But, of all the great things that happened with Sweeney I think the finest thing for me, and of course it’s lovely that it won a Tony award, of course, I felt very confused by it but it’s great, was when I got a letter when it was running in London, it came to the stage door and it was from Hal Prince, and I’ve never met Hal Prince, and I’ve treasured and I keep it, and it said, “Dear Mr. Doyle, thank you for doing your production of Sweeney Todd that isn’t a copy of my production,” and it was only the methodology that changed the form of it, I didn’t know that I was doing something that somehow revolutionized something but I do recognize that if that hadn’t happened probably Once wouldn’t have happened and other things with the music being on the stage, in a sense, your production of Spring Awakening had some element of that inside it, because it’s not just about the way you make the music part of the work, it’s the way that you’re saying, as he said, this could only happen in the theatre – the audience has to suspend its disbelief if there is a girl sitting on top of a coffin with a cello between her legs. They have to go somewhere that they wouldn’t not normally go to. So that was a long answer to your point about Sweeney. I shouldn’t say this, really, to the world, but I was happier with Company because it had – and I loved doing Sweeney Todd, don’t get me wrong, but Company, I mean good Lord, I got to work with Patti LuPone, there’s no better place to live, but something about Company‘s simplicity, the ethos of that, you can call me a minimalist, I’ve never called myself that name but that’s how people see who I am, but that had that image, stripped-away. I felt that we made the piece for now and I think that’s what theatre should be doing, it’s not that you can’t set it in its time, but you should be addressing now, and I felt Company did that. At one point it was touring America, Company was on Broadway, and I thought “Jeez, this all happened because I said to that board ‘I’ll show you.’”

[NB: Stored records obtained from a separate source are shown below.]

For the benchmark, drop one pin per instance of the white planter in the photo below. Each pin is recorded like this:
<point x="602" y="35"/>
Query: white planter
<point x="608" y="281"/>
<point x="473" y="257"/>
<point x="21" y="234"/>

Ken: I love it. I have to point out that if you look right over here – sorry, podcast listeners.
John: There you are, Hal Prince.
Ken: That’s a letter from Hal Prince that he wrote to me that I use for inspiration, hanging on the wall.
John: Isn’t that lovely? Not many people write us letters anymore and that’s very beautiful.
Ken: Not at all. So you come here, Sweeney…, Company, Catered, a whole number of things, you’re working here, a sought-after A-list director now – what’s the big difference you saw between directing across the pond and directing here? If you could name one, the biggest difference.
John: The work ethic. I find the work ethic much deeper. I never thought I’d be saying that to the world but I do, it’s the truth, it’s what I feel. I think people, particularly in the musical theatre, there is a true dedication to the form here, it’s not only a way of putting on – well of course it’s hopefully a way of putting on work so that everybody can be employed and make money and all of those things, of course, let’s take that for granted – but there’s a tremendous sense of developing art form and I don’t see that in musical theatre so much in Great Britain. I’ve done major revivals or developments of the work of Stephen Sondheim, John Kander and Jerry Herman – I’m a lucky man, not many people can say that – and they were all remarkable, precious times but – if I could focus on one moment, really, to be in the room with Chita Rivera, Graciela Daniele, Terrence McNally and John Kander watching what you’re doing, and John Kander – at that point 88 years old – going to the piano and restructuring the music, restructuring the form in relation – and chord structures, in relation to what he’s seen you doing on the floor, I think that can only happen in New York City, I really believe that. America should be, I don’t always like musicals but America should be proud of its gift to the world, which is the American musical – It’s the musical! We had Gilbert and Sullivan, don’t get me wrong. We had Noel Coward, we helped the steps, and it’s ironic to me, I used to be naughty and say I wanted to take the Broadway out of Broadway and I didn’t really know what I was talking about, and I kind of did that – I mean I’ve sort of, I think, done that with The Color Purple in a way, but I would do the stripping away anyway. So it’s funny, as a Brit – no, as a Scot – to have taken that journey, but I do think there’s a dedication to the form that sometimes can be a bit crazy, sometimes can be a bit blocky for my taste, but it feels important to people and it’s a very interesting form because it allows you to look into the soul of people, which is what music does, in a way that a play – and I love plays – sometimes plays ask you to work harder – can’t do. So the musical asks you to suspend your disbelief, and I like the suspension of disbelief and I like and am attracted to and believe in the power of the audience’s imagination and in the power of the audience’s imagination you have to have that in a musical because it’s ridiculous if you don’t have that.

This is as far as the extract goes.